Shes right y know. Wih i had earnt this earlier.
You cant pour from an empty glass. Perhaps you could try woking only half the ime you do and see hw you feel?
Becuse if you burn out completed and lave 100% hen everyone would be worse than if you only did half the work?
My moto now is, dont live to work, work to live.
Its so nice that u care about those you work with.
But yo deserve to have time for yoursef too. In the end if you sacrific al of yourself then you will have nothing left to give to people.
Have u tried anything natural? Netual remedies like valarian root? That can be helpful for some people although i think it is mostly for anxiety and helping with sleep. Think its only for milkd anxety.
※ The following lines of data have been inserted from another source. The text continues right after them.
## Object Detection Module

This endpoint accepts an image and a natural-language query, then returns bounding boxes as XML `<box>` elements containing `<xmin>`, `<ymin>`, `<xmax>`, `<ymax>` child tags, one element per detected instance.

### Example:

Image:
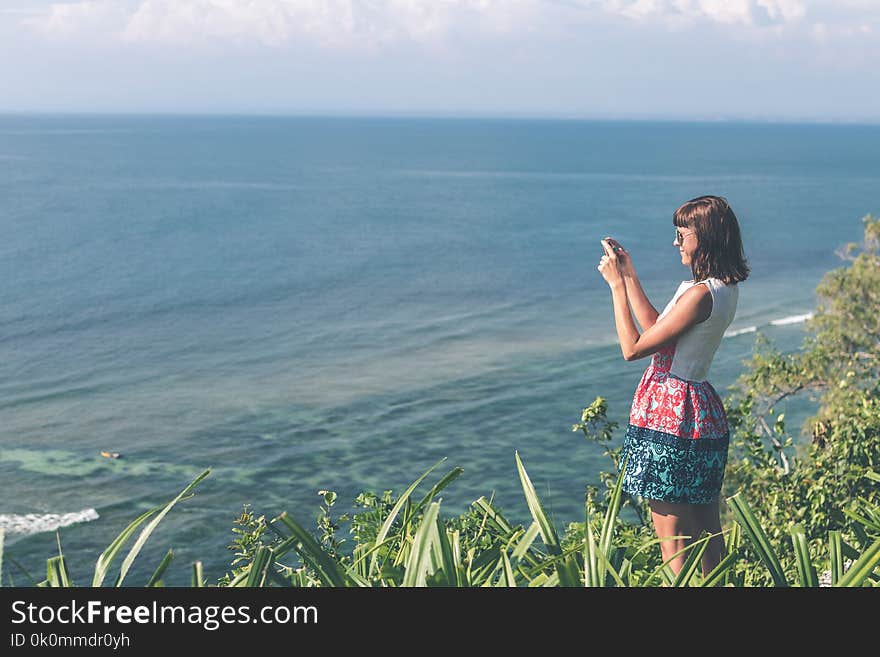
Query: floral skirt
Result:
<box><xmin>621</xmin><ymin>353</ymin><xmax>730</xmax><ymax>504</ymax></box>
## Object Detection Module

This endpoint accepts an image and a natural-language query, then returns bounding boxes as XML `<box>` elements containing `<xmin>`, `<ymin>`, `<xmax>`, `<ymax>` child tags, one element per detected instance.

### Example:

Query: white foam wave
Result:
<box><xmin>724</xmin><ymin>326</ymin><xmax>758</xmax><ymax>338</ymax></box>
<box><xmin>770</xmin><ymin>313</ymin><xmax>813</xmax><ymax>326</ymax></box>
<box><xmin>0</xmin><ymin>509</ymin><xmax>98</xmax><ymax>534</ymax></box>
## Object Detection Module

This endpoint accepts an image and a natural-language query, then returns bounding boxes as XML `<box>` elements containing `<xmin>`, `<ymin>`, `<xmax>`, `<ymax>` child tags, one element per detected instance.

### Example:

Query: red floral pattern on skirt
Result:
<box><xmin>629</xmin><ymin>345</ymin><xmax>728</xmax><ymax>440</ymax></box>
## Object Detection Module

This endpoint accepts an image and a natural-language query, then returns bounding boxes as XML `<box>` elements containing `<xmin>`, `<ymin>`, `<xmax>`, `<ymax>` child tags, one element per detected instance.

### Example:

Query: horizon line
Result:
<box><xmin>0</xmin><ymin>108</ymin><xmax>880</xmax><ymax>127</ymax></box>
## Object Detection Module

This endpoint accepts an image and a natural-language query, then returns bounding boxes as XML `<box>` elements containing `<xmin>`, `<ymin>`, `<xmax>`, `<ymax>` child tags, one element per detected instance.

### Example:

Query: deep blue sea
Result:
<box><xmin>0</xmin><ymin>116</ymin><xmax>880</xmax><ymax>585</ymax></box>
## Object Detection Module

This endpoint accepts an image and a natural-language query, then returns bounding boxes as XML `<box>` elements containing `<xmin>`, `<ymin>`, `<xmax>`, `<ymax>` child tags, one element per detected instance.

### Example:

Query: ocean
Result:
<box><xmin>0</xmin><ymin>115</ymin><xmax>880</xmax><ymax>585</ymax></box>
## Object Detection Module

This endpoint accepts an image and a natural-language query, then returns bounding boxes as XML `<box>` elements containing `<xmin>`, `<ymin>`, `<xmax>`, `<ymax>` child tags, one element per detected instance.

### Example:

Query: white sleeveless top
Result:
<box><xmin>657</xmin><ymin>278</ymin><xmax>739</xmax><ymax>381</ymax></box>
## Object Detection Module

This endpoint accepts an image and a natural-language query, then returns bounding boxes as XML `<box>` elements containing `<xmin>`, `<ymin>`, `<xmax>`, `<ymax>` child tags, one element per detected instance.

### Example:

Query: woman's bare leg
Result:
<box><xmin>648</xmin><ymin>500</ymin><xmax>693</xmax><ymax>575</ymax></box>
<box><xmin>691</xmin><ymin>497</ymin><xmax>724</xmax><ymax>575</ymax></box>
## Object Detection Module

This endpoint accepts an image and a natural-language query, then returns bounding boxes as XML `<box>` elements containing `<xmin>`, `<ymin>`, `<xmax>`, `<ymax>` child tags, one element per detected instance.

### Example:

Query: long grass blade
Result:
<box><xmin>700</xmin><ymin>553</ymin><xmax>737</xmax><ymax>587</ymax></box>
<box><xmin>514</xmin><ymin>451</ymin><xmax>562</xmax><ymax>555</ymax></box>
<box><xmin>584</xmin><ymin>500</ymin><xmax>603</xmax><ymax>586</ymax></box>
<box><xmin>828</xmin><ymin>529</ymin><xmax>843</xmax><ymax>586</ymax></box>
<box><xmin>672</xmin><ymin>535</ymin><xmax>712</xmax><ymax>588</ymax></box>
<box><xmin>190</xmin><ymin>561</ymin><xmax>205</xmax><ymax>589</ymax></box>
<box><xmin>401</xmin><ymin>502</ymin><xmax>440</xmax><ymax>587</ymax></box>
<box><xmin>116</xmin><ymin>469</ymin><xmax>211</xmax><ymax>586</ymax></box>
<box><xmin>277</xmin><ymin>511</ymin><xmax>347</xmax><ymax>586</ymax></box>
<box><xmin>501</xmin><ymin>550</ymin><xmax>516</xmax><ymax>587</ymax></box>
<box><xmin>245</xmin><ymin>545</ymin><xmax>273</xmax><ymax>588</ymax></box>
<box><xmin>727</xmin><ymin>493</ymin><xmax>788</xmax><ymax>586</ymax></box>
<box><xmin>511</xmin><ymin>521</ymin><xmax>541</xmax><ymax>560</ymax></box>
<box><xmin>369</xmin><ymin>456</ymin><xmax>446</xmax><ymax>575</ymax></box>
<box><xmin>413</xmin><ymin>467</ymin><xmax>464</xmax><ymax>513</ymax></box>
<box><xmin>147</xmin><ymin>550</ymin><xmax>174</xmax><ymax>588</ymax></box>
<box><xmin>92</xmin><ymin>506</ymin><xmax>162</xmax><ymax>587</ymax></box>
<box><xmin>46</xmin><ymin>556</ymin><xmax>70</xmax><ymax>588</ymax></box>
<box><xmin>599</xmin><ymin>456</ymin><xmax>629</xmax><ymax>557</ymax></box>
<box><xmin>837</xmin><ymin>539</ymin><xmax>880</xmax><ymax>587</ymax></box>
<box><xmin>790</xmin><ymin>525</ymin><xmax>819</xmax><ymax>588</ymax></box>
<box><xmin>432</xmin><ymin>516</ymin><xmax>459</xmax><ymax>586</ymax></box>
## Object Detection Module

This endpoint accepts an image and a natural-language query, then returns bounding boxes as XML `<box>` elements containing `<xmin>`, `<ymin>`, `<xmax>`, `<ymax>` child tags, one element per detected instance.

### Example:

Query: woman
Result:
<box><xmin>598</xmin><ymin>196</ymin><xmax>749</xmax><ymax>575</ymax></box>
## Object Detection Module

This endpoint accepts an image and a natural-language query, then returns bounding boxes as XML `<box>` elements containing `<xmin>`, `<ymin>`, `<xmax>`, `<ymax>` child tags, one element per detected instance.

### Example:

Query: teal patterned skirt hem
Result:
<box><xmin>621</xmin><ymin>424</ymin><xmax>730</xmax><ymax>504</ymax></box>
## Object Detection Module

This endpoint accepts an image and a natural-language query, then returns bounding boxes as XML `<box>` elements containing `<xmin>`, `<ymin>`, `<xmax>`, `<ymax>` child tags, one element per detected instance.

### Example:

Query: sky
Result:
<box><xmin>0</xmin><ymin>0</ymin><xmax>880</xmax><ymax>123</ymax></box>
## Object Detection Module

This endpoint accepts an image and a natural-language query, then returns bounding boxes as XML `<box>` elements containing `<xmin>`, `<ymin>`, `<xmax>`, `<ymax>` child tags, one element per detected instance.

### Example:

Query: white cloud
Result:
<box><xmin>15</xmin><ymin>0</ymin><xmax>880</xmax><ymax>48</ymax></box>
<box><xmin>22</xmin><ymin>0</ymin><xmax>128</xmax><ymax>40</ymax></box>
<box><xmin>591</xmin><ymin>0</ymin><xmax>806</xmax><ymax>25</ymax></box>
<box><xmin>24</xmin><ymin>0</ymin><xmax>540</xmax><ymax>47</ymax></box>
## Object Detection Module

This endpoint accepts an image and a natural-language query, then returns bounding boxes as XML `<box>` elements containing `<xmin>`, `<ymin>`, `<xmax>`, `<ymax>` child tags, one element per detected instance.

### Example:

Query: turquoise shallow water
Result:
<box><xmin>0</xmin><ymin>117</ymin><xmax>880</xmax><ymax>583</ymax></box>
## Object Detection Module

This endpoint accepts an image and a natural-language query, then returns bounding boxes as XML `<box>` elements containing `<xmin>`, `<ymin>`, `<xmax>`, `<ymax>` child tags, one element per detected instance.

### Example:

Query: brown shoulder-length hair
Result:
<box><xmin>672</xmin><ymin>196</ymin><xmax>749</xmax><ymax>285</ymax></box>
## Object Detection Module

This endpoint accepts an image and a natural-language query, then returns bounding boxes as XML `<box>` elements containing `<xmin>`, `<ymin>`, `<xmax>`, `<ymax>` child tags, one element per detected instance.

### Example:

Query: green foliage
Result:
<box><xmin>726</xmin><ymin>216</ymin><xmax>880</xmax><ymax>565</ymax></box>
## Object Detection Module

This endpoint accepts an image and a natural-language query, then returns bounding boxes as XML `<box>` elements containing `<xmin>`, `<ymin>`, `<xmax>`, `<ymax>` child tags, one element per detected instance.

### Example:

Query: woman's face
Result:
<box><xmin>672</xmin><ymin>226</ymin><xmax>697</xmax><ymax>267</ymax></box>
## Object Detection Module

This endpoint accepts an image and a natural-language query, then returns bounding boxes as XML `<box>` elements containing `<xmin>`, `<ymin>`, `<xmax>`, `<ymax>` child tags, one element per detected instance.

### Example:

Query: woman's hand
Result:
<box><xmin>605</xmin><ymin>237</ymin><xmax>636</xmax><ymax>278</ymax></box>
<box><xmin>597</xmin><ymin>239</ymin><xmax>623</xmax><ymax>287</ymax></box>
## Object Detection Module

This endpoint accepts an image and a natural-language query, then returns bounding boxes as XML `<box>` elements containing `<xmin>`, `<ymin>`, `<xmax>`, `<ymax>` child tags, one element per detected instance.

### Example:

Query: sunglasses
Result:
<box><xmin>675</xmin><ymin>228</ymin><xmax>694</xmax><ymax>244</ymax></box>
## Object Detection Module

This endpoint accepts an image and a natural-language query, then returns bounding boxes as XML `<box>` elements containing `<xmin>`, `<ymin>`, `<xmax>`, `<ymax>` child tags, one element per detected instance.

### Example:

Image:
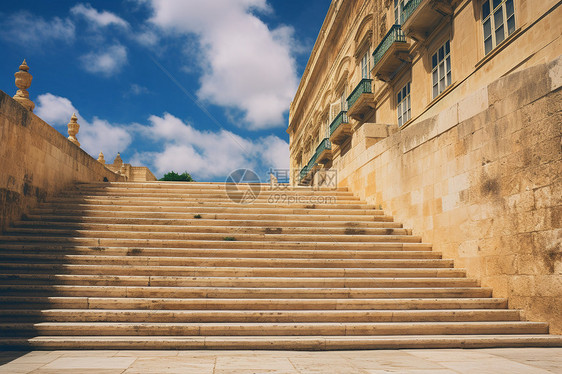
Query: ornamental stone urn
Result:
<box><xmin>14</xmin><ymin>60</ymin><xmax>35</xmax><ymax>112</ymax></box>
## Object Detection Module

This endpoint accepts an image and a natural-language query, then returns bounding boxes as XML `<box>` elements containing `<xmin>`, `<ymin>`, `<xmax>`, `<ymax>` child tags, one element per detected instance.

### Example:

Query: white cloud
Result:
<box><xmin>0</xmin><ymin>12</ymin><xmax>75</xmax><ymax>47</ymax></box>
<box><xmin>140</xmin><ymin>0</ymin><xmax>298</xmax><ymax>129</ymax></box>
<box><xmin>70</xmin><ymin>4</ymin><xmax>129</xmax><ymax>28</ymax></box>
<box><xmin>133</xmin><ymin>113</ymin><xmax>289</xmax><ymax>180</ymax></box>
<box><xmin>80</xmin><ymin>44</ymin><xmax>127</xmax><ymax>76</ymax></box>
<box><xmin>127</xmin><ymin>83</ymin><xmax>150</xmax><ymax>96</ymax></box>
<box><xmin>35</xmin><ymin>93</ymin><xmax>132</xmax><ymax>158</ymax></box>
<box><xmin>35</xmin><ymin>93</ymin><xmax>77</xmax><ymax>126</ymax></box>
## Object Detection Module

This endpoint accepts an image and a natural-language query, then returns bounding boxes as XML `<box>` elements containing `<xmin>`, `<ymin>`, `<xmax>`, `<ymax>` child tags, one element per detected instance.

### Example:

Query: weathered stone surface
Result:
<box><xmin>0</xmin><ymin>91</ymin><xmax>122</xmax><ymax>230</ymax></box>
<box><xmin>332</xmin><ymin>58</ymin><xmax>562</xmax><ymax>333</ymax></box>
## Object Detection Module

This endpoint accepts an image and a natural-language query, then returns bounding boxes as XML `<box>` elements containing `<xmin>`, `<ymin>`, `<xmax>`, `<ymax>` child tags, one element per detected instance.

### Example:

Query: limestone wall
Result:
<box><xmin>0</xmin><ymin>91</ymin><xmax>123</xmax><ymax>230</ymax></box>
<box><xmin>338</xmin><ymin>57</ymin><xmax>562</xmax><ymax>334</ymax></box>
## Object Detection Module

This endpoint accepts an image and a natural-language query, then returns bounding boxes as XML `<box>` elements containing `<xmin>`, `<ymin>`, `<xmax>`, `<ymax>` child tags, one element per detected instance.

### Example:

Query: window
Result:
<box><xmin>340</xmin><ymin>88</ymin><xmax>347</xmax><ymax>112</ymax></box>
<box><xmin>482</xmin><ymin>0</ymin><xmax>515</xmax><ymax>54</ymax></box>
<box><xmin>396</xmin><ymin>82</ymin><xmax>412</xmax><ymax>126</ymax></box>
<box><xmin>431</xmin><ymin>40</ymin><xmax>451</xmax><ymax>99</ymax></box>
<box><xmin>361</xmin><ymin>51</ymin><xmax>371</xmax><ymax>79</ymax></box>
<box><xmin>394</xmin><ymin>0</ymin><xmax>409</xmax><ymax>25</ymax></box>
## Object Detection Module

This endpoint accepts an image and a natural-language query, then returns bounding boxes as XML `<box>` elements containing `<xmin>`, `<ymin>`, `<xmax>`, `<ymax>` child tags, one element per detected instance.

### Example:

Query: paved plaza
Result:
<box><xmin>0</xmin><ymin>348</ymin><xmax>562</xmax><ymax>374</ymax></box>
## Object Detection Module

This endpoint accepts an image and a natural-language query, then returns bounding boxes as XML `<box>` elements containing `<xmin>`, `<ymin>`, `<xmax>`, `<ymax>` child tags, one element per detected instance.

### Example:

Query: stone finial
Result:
<box><xmin>113</xmin><ymin>152</ymin><xmax>123</xmax><ymax>168</ymax></box>
<box><xmin>68</xmin><ymin>113</ymin><xmax>80</xmax><ymax>147</ymax></box>
<box><xmin>14</xmin><ymin>60</ymin><xmax>35</xmax><ymax>112</ymax></box>
<box><xmin>269</xmin><ymin>173</ymin><xmax>278</xmax><ymax>185</ymax></box>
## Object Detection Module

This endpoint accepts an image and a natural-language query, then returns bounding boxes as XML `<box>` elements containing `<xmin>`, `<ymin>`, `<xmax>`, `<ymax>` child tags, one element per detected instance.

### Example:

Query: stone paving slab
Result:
<box><xmin>0</xmin><ymin>348</ymin><xmax>562</xmax><ymax>374</ymax></box>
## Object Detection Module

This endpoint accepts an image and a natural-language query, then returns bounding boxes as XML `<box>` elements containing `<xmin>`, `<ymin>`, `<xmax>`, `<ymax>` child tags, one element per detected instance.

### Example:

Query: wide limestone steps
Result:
<box><xmin>0</xmin><ymin>182</ymin><xmax>562</xmax><ymax>350</ymax></box>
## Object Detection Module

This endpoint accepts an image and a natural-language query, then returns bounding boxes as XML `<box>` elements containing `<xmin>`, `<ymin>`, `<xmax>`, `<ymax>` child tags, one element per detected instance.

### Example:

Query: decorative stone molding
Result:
<box><xmin>14</xmin><ymin>59</ymin><xmax>35</xmax><ymax>112</ymax></box>
<box><xmin>68</xmin><ymin>113</ymin><xmax>80</xmax><ymax>147</ymax></box>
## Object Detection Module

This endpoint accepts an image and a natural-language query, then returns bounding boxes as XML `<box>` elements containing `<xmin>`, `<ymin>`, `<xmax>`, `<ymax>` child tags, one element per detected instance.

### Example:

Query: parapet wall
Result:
<box><xmin>338</xmin><ymin>57</ymin><xmax>562</xmax><ymax>334</ymax></box>
<box><xmin>0</xmin><ymin>91</ymin><xmax>124</xmax><ymax>230</ymax></box>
Aldo theres this other one i tried called ashwaganda ginseng.. oh dear i cant remember the full nae. Btut t is supposed to help wth mood. There are so many contributing factors with myself its hard to know what causes what to then say if it helps much or not. But i know it helps others.
Also i dont reliably take my supplements :/
My private Dr suggests that a lack of ATP can affect mental health because neurotransmitters need a molecle of ATP to work. ATP works as a co-neurotransmitter.
So without a molecule of ATP, dopamine and oxytocin and other feel good neurotransmitters cannot work.
Eating a Paleo ketogenic diet uses fat for energy and using a molecule of fat creates more molecules of ATP than a molecule of glucose produces.
But becoming pk adapted is tricky and people who try really need to know more detail and be careful and know what theyre doing.
If you google Dr Myhill depression lots of things will come up on her website. I find her stff to be interesting.